AMD: “There’s no such thing as “full support” for DX12 today”

Discussion in 'Frontpage news' started by (.)(.), Sep 1, 2015.

  1. Noisiv

    Noisiv Ancient Guru

    Messages:
    8,230
    Likes Received:
    1,494
    GPU:
    2070 Super
    Is it fair to say that according to Oxide Maxwell does not do well in Oxide's Async shader implementation?

    And concluding just from that, without knowing internals, that Maxwell does not support Async shader in general - is a leap?
     
  2. DmitryKo

    DmitryKo Master Guru

    Messages:
    428
    Likes Received:
    152
    GPU:
    ASRock RX 7800 XT
    Again, this "async compute" is not an API feature - it's not an optional capability that can be exposed to the API programmer. This is a WDDM driver/DXGK feature which can improve performance in GPU-bound scenarios. Developers would just use compute shaders for lighting and global illumination, and in AMD implementation there are 2 to 8 ACE (asynchronous compute engine) blocks which are dedicated command processors that completely bypass the rasterization/setup engine for compute-only tasks. In theory this means additional compute performance without stalling the main graphics pipeline.

    Parallel execution is actually [post="5094415"]a built-in feature in the Direct3D 12 [/post] - it's called "synchronization and multi-engine". There are three sets of functions for copy, compute and rendering, and these tasks can be parallelized by runtime and driver when you have the right hardware. You just need to submit your compute shaders to the Direct3D runtime using the usual API calls, and on high-end AMD hardware with additional ACE blocks, you may use larger and more complex shaders and/or create additional command queues using multiple CPU threads. This will saturate the compute pipeline and you would still get fair performance gains comparing to the traditional rendering path.

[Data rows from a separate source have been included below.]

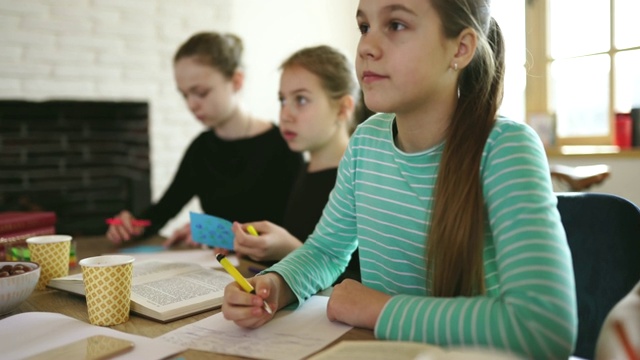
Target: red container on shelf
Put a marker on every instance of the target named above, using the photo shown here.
(624, 131)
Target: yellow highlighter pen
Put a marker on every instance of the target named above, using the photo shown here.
(227, 265)
(252, 230)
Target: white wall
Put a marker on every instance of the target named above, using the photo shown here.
(122, 50)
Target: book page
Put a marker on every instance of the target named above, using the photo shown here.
(180, 286)
(292, 334)
(204, 257)
(165, 290)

    So when Oxide said they had to query hardware IDs for Nvidia cards then disable some features in the rendering path, it makes sense. When they talk about console developers getting 30% gains by using "async compute" - i.e. using compute shaders to accelerate lighting calculations in parallel to the main rendering stack - it makes sense as well.

    But when Oxide says that the 900-series (Maxwell-2) don't have the required hardware but the Nvidia driver still exposes "async compute" capability, I don't think they can really tell this for sure, because this feature would be exposed through DXGK (DirectX Graphics Kernel) driver capability bits, and these are driver-level interfaces which are only visible to the DXGI and the Direct3D runtime, but not the API programmer (and the MSDN hardware developer documentation for WDDM 2.0 and DXGI 1.4 does not exist yet).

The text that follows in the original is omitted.